In contrast, Mn and Cr tended to be abundant at the center of the grains and dendritic arm but poor along the grain boundaries and interdendritic areas, as shown in Figures 12(g) and (h). This result is the typical distribution of negative segregations (kMn > 1, kCr > 1), and agrees with the two-phase regions in binary Al-Mn and Al-Cr equilibrium phase diagrams.
Fe was mainly present within the intermetallics, and very little Fe was present in the form solute atoms within grains (less than 0.06 wt pct) as shown in Figure 12 (i). Based on the Al-Fe phase diagram, the solubility of Fe in aluminum at room temperature could be neglected. As a result, no segregation of solute Fe was observed.
4.2 Analysis of the Microstructure After the First-Step Heat Treatment
After heat treatment at 300 °C for 8 hours, the morphology of the intermetallic particles Mg2Si, Al(Mn, Fe, Cr)Si and AlCuMgSi did not change much, as shown in Figure 13(a). Low-temperature heat treatment could not dissolve large intermetallic particles. However, according to the transmission electron microscopy observations (Figure 14), a large number of needle-like phases precipitated, and the size reached a few hundred nanometers because of over-aging.
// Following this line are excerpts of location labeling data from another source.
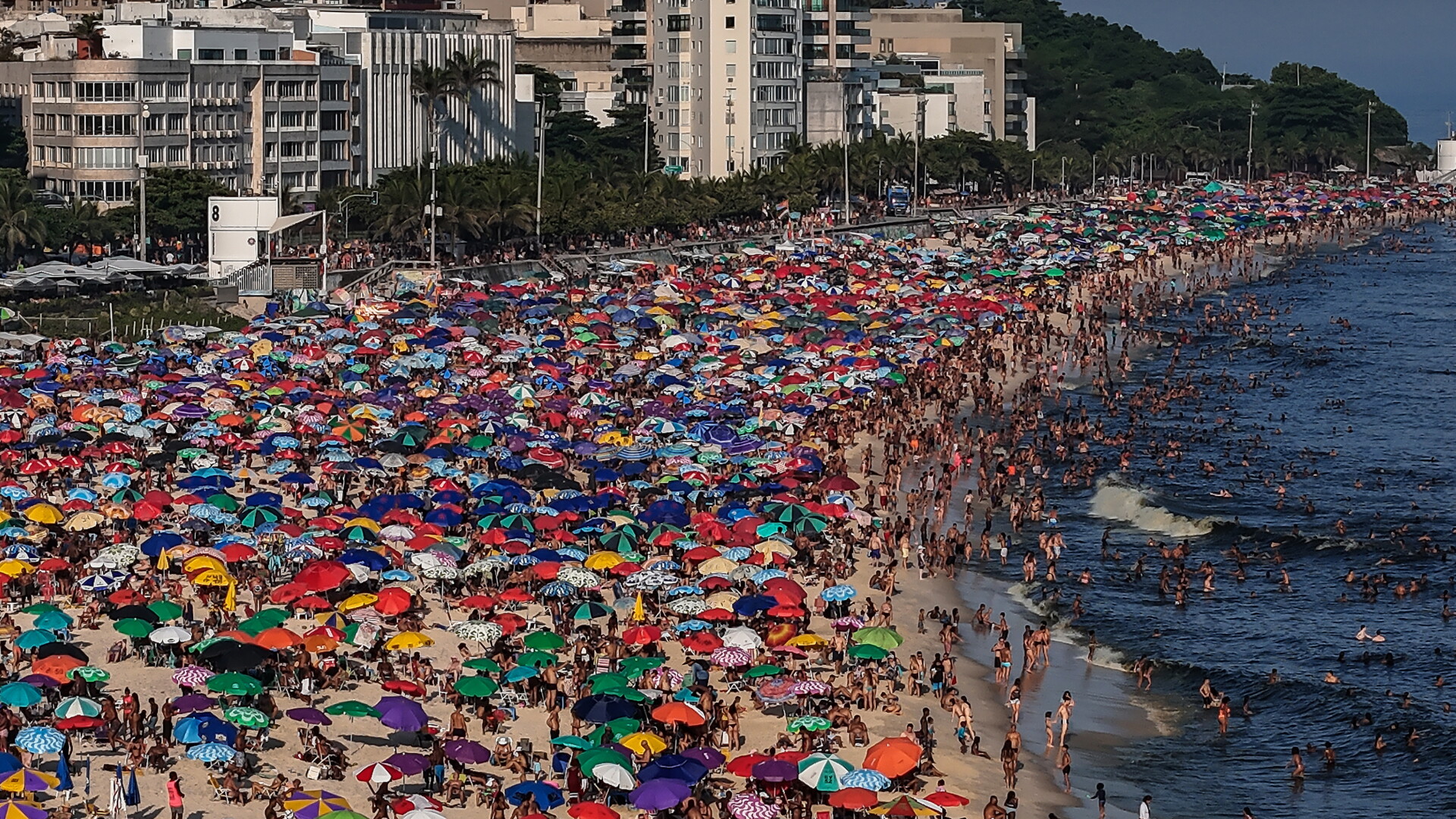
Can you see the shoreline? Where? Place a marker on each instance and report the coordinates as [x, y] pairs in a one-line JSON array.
[[1110, 717]]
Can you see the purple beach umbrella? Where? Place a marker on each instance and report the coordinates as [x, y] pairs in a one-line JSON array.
[[310, 716], [400, 713], [660, 795], [410, 764], [466, 751]]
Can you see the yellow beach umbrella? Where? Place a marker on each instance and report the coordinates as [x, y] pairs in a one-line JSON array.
[[408, 642], [44, 513], [359, 602]]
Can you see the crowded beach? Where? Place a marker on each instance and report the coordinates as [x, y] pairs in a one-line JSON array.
[[654, 542]]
Backscattered electron images with their corresponding elemental distribution maps of samples heat-treated at 300 °C for 8 hours: (a) backscattered electron images of the heat-treated samples, (b) elemental distribution map of Si, (c) elemental distribution map of Si segregation areas, (d) elemental distribution map of Mg, (e) elemental distribution map of Mg segregation areas, (f) elemental distribution map of Cu, (g) elemental distribution map of Mn, (h) elemental distribution map of Cr, and (i) elemental distribution map of Fe
TEM image of the samples heat-treated at 300 °C for 8 hours
Figures 13(b), (d), (f), (g), (h), and (i) show the distributions of solute elements after thermal holding at 300 °C for 8 hours. In general, the positive segregation of Si, Mg, and Cu could still be clearly observed, and isothermal holding did not thoroughly eliminate the microsegregation. However, compared to the as-cast sample, the percentage of segregation area of the 300 °C × 8 hours heat-treated samples decreased slightly; for example, the percentage of Si segregation areas (Si ≤ 0.1 wt pct) dropped from 28.88 to 19.01 pct. Moreover, the segregation areas in the as-cast samples tended to be one large piece as shown in Figure 12(b). In the 300 °C × 8 hours heat-treated samples, the segregation areas were cut into many smaller pieces (Figure 13(b)).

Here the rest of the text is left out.